Stevenson’s case rests on movement. He has won titles at featherweight, junior lightweight, and lightweight. He believes that range should carry more weight than fighters who built their standing in one division or only moved once.
“A lot of people stayed at that one weight class,” Stevenson said. “They got their accomplishments there. Or they went up to one other weight. But I went up to one, two, three.”
That argument leaves out the point critics return to. Stevenson won belts, but the opposition, including Joet Gonzalez, a 35-year-old Jermell Herring, and Edwin De Los Santos, was not the strongest available at the time. Those wins count, but none forced a division to react or reset around him. That has shaped how his run is judged.
Stevenson maintains he did what the structure allowed.
“It ain’t never been my fault that the titles were vacated,” he said. “I ended up fighting the number one and number two. People complain about fighters being emailed the belt, then complain about a fighter like me who fought the number one and number two guy.”
The criticism is about choice, since Stevenson had leverage and did not press for tougher opponents. At featherweight, Rafael Espinoza was available. At 130, O’Shaquie Foster was there. At 135, Abdullah Mason presented real risk. Those fights would have carried more weight than belt collection alone.
Instead, Stevenson defended titles without testing the deepest end of each division. That kept his position secure, but limited how far it carried.

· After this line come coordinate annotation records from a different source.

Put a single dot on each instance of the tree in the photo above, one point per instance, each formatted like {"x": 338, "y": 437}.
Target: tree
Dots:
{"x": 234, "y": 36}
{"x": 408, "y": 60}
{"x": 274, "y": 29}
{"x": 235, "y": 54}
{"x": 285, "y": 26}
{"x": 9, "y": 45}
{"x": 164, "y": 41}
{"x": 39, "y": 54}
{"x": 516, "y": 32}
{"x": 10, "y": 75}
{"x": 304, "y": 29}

As he moves to 140, the same question follows him. Gary Antuanne Russell and Richardson Hitchins remain active against opponents who carry real risk. At that weight, the standard is higher, and those are the fights that tend to shift how a fighter is viewed.
Pound for pound lists are subjective, but they tend to reward fighters who make difficult decisions. Until those show up consistently, the seventh reflects how Stevenson’s career has been managed, not how skilled he is.